It’s easy to get caught up in the “how much house can I afford” game when you begin your quest to become a homeowner. But don’t forget to factor in the cost of things like property taxes and homeowner’s insurance when purchasing a new home.
On a home valued at $230,000, you can expect to pay $300-$1,500 per year in certain states for insurance; this is in addition to your mortgage payment and taxes. The same $230,000 home could cost over $5,000 annually to insure if it’s on the coast and at high risk for tsunami, loan provisions potentially require mandatory flood insurance. Homeowner’s insurance costs vary greatly from state to state, with the average policy running at around $800 annually.
Be sure to keep that in mind as you shop, and make sure you get multiple quotes from different providers, just as you would a mortgage. As an independent agency, we are appointed with several top rated carriers and can do the insurance shopping for you. Typically, homeowner’s insurance costs are overlooked as borrowers focus on the bigger things like the mortgage.
So what are you getting for the money anyways? The standard homeowner’s insurance policy is separated into two basic categories of coverage: property and liability. These two categories are further broken down into six separate types of coverage. Many more options or additions can be purchased if necessary.
- Coverage A – This covers your “dwelling” or the actual house. You want to insure your house for it’s full value at “replacement cost.” Settle for nothing less.
- Coverage B – “Other Structures” insures structures not attached to your home. Picture a detached garage or a shed, which can be connected by a fence or utility line. On most policies, you will be insured for 10% of your coverage “A” amount.

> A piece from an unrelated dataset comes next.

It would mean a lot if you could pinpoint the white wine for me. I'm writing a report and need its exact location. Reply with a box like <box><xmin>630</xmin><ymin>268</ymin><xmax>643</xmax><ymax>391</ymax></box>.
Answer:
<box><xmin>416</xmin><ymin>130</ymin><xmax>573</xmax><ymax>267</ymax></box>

If your house is insured for $200,000, your shed is insured for an additional $20,000.
- Coverage C – Personal Property or contents. This is your “stuff.” On most policies, you are insured for 50% of coverage “A” under this section (in addition to the “A” and “B” limits, totaling $320,000 for property damage on your policy. This concept is known as “stacking” coverage.

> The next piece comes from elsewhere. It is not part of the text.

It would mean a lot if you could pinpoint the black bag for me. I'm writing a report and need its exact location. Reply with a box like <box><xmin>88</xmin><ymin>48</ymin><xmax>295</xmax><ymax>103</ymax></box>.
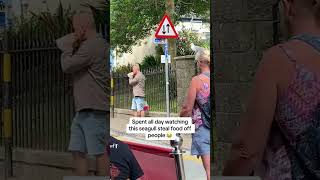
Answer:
<box><xmin>196</xmin><ymin>73</ymin><xmax>211</xmax><ymax>129</ymax></box>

- Coverage D – Loss of Use. Loss of use coverage will pay your additional living expenses in the event your home is deemed unlivable as a result of a covered claim (a fire for example). On most policies, if your normal living expenses are $1,500 per month and they are increased to $2,200 per month as a result of your house burning down, the insurance company will pay ONLY the $700 difference until your house is repaired or you have found new living quarters, whichever occurs first.
- Coverage E – Personal Liability. Your insurance company will pay up to the policy limits for damages you’re liable for. Picture someone slipping on your icy driveway and injuring themselves then sueing you for neglegence.
- Coverage F – Medical Payments to Others – This coverage is intended to keep you from being sued. Perhaps your dog bites the neighbor’s kid. This coverage will pay for resulting medical bills without having to prove “fault.” It is good will gesture coverage for when accidents happen. Of course, if your neighbor is not satisfied, they retain the option to sue you.